The drive is long, but their timing with the traffic lights is on point. The driver knows these streets and due to the lack of traffic after eleven he only has to maintain a steady speed to hit green after green. He wants to make idle chatter with his passenger, but he can tell that he is removed from this world. Lost in his thoughts, the man stares out at the snowy streets. He has seen these buildings before, or rather, their kind. They are reflections of a perfect world he has seen in movies and films. Lingeringly familiar, but each one different, like there is a defect in them that gives them away as impostors of the true form. He feels the emptiness next to him. She's ahead of him. Waiting but not waiting.

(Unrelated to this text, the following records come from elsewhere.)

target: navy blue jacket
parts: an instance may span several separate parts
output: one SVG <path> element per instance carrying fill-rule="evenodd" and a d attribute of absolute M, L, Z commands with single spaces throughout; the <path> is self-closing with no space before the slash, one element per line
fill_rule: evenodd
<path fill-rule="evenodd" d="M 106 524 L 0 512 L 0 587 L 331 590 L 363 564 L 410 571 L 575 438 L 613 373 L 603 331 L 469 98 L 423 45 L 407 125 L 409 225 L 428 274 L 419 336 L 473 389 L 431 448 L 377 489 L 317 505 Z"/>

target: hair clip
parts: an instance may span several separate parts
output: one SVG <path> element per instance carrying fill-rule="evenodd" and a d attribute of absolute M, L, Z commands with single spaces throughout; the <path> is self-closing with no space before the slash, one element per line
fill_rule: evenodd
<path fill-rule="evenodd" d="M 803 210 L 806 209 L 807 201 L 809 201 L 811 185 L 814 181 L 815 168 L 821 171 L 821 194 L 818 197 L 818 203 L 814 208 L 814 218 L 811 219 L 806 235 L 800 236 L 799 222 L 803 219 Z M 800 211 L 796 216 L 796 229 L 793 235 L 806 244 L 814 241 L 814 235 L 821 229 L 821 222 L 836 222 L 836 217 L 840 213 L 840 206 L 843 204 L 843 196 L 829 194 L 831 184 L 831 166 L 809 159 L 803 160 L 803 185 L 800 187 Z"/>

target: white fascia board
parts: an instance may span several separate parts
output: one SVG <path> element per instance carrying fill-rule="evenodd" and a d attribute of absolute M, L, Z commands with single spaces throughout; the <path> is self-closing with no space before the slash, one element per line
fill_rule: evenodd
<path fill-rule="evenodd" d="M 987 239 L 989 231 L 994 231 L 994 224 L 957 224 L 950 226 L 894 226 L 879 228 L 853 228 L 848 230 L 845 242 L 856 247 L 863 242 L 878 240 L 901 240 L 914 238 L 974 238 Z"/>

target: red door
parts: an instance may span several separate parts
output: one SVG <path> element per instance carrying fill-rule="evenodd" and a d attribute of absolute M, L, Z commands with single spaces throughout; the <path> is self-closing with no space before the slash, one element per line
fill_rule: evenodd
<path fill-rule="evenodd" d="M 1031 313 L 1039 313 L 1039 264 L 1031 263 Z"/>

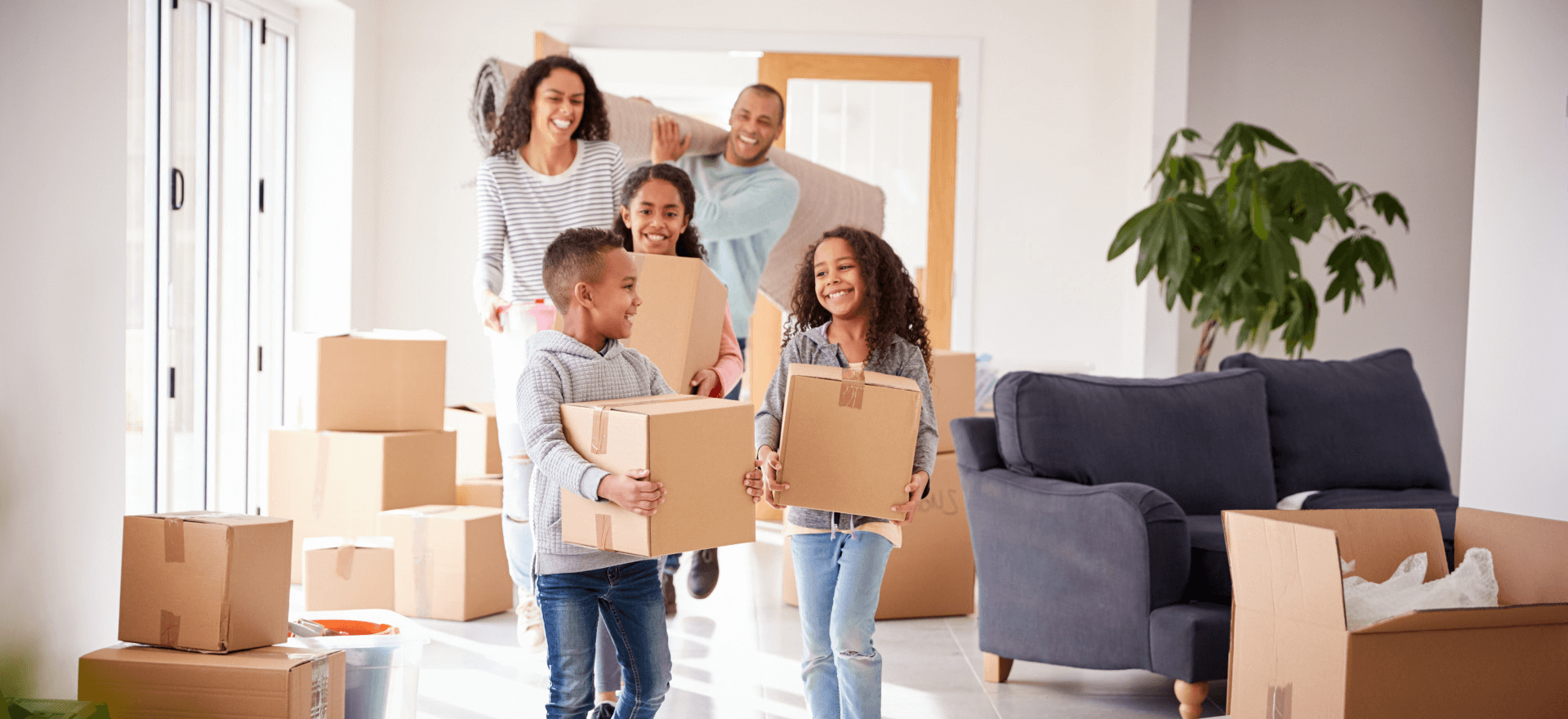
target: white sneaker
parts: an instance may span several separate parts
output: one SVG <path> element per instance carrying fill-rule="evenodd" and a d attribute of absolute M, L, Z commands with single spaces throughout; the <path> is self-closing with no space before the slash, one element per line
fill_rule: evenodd
<path fill-rule="evenodd" d="M 524 597 L 517 604 L 517 645 L 528 651 L 544 650 L 544 617 L 533 597 Z"/>

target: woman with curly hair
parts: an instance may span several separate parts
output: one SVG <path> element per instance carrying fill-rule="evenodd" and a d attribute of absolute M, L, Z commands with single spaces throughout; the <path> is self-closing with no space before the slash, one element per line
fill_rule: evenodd
<path fill-rule="evenodd" d="M 775 501 L 784 386 L 792 363 L 864 369 L 914 380 L 920 386 L 920 430 L 914 449 L 909 501 L 894 505 L 905 520 L 889 521 L 840 512 L 790 507 L 790 538 L 804 645 L 801 678 L 815 719 L 881 716 L 881 655 L 872 647 L 877 601 L 887 556 L 903 543 L 903 524 L 930 490 L 936 462 L 936 413 L 927 367 L 931 342 L 925 309 L 903 262 L 881 237 L 859 228 L 829 229 L 800 265 L 790 298 L 779 369 L 757 411 L 757 458 L 764 479 L 745 480 L 753 501 Z M 856 477 L 829 477 L 853 482 Z"/>
<path fill-rule="evenodd" d="M 519 595 L 517 642 L 530 650 L 544 647 L 544 625 L 533 601 L 533 468 L 517 425 L 517 378 L 528 338 L 555 319 L 544 301 L 544 248 L 563 229 L 608 229 L 622 184 L 626 160 L 610 143 L 610 116 L 588 68 L 560 55 L 530 64 L 506 94 L 491 157 L 480 163 L 474 270 L 474 301 L 494 358 L 502 526 Z"/>

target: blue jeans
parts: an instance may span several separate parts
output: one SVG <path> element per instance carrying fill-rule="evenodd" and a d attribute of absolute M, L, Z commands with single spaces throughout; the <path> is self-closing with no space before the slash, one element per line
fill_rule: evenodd
<path fill-rule="evenodd" d="M 626 677 L 615 717 L 652 717 L 670 691 L 670 636 L 659 560 L 538 575 L 535 587 L 550 662 L 544 716 L 579 719 L 593 710 L 594 634 L 602 617 Z"/>
<path fill-rule="evenodd" d="M 812 719 L 881 716 L 881 655 L 872 647 L 892 542 L 873 532 L 790 537 L 806 706 Z"/>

The city slowly gives way to the suburbs. The darkness between streetlights grows in length. Lawns stretch out from houses to the sidewalks. A few living room or bedroom lights stare at him. He fidgets with his fingers. His heart has doubled its beat. The taxi comes to a halt in front of a two storied house. The man asks the driver to wait for a bit after he pays him.

Each step he takes up the cobbled path to the door weighs more than the one before. In his hand he carries only the small suitcase he took onto the plane with him. Outside, a thin layer of snow sitting on top of its roof, is the Ford Focus he was told to wait for. He pauses by the door. The urge to flee itches in his legs, but his feet won't move. The small suitcase in his hand tugs at his arm. He sighs, places it down on the front step next to his feet and rings the doorbell.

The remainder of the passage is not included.